What is epigenetics?
What do I mean by ‘epigenetic tags’? In fact, some of you might be asking yourselves ‘what on earth is epigenetics’? So let’s start with that.
For many years scientists believed that the genes you are born with determine who you will be and what diseases you will develop. Then, in the year 2000, Randy Jirtle and Robert Waterland produced a groundbreaking genetic experiment showing that it is not your genes alone that define you – it is the way in which they are expressed that is important.
Before we go any further, let’s get to grips with some terminology:
What is gene expression ?
Gene expression is the process by which the information from a gene is used to produce a new product, usually a protein. Genes are the blueprints for proteins and although they cannot be changed, the expression of them can be changed.
What is epigenetics?
Epigenetics is the process by which genetic expression is modified without the underlying gene itself being changed. Epigenetics is the process in which molecular tags attached to genes control the expression of those genes – these tags are like switches that can turn genes on and off and so control the end product. Epigenetics is influenced by many things, especially diet, environmental toxins, exercise, sleep and stress – all things you can choose to control.
Now let’s get back to the year 2000 and Jirtle and Waterland. They took two fat, yellow mice who carried a particular gene that made them continually hungry, yellow in colour and prone to cancer and diabetes. These mice are commonly referred to as agouti mice and the gene they carried was the agouti gene.

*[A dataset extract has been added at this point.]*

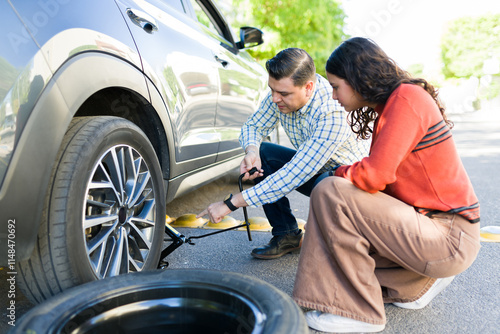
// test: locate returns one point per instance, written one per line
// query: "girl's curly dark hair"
(371, 73)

Jirtle and Waterland did something a bit different with the mother mouse. Starting before conception, they fed her a diet of foods known to be rich in methyl-donors which affect epigenetic tags. And guess what happened – her offspring were born slim, brown and lived to old age without developing diabetes or cancer!
What is the point of epigenetics? What can it do for me?
I hope you can see where I am going with this blog? What you eat and do on a day-to-day basis really does matter!
We may not choose what genes we are born with – but we can choose which genes we want expressed! Think about that…….seriously.
“Epigenetics is proving we have some responsibility for the integrity of our genome. Before, genes predetermined outcomes. Now everything we do—everything we eat or smoke—can affect our gene expression and that of future generations. Epigenetics introduces the concept of free will into our idea of genetics.”Randy Jirtle
The wonderful thing about epigenetics is that even if you are born with a specific gene variant, there is still a lot you can do to lead a good, healthy life. Start by taking a look at what you are eating – which agouti mouse are you turning yourself into?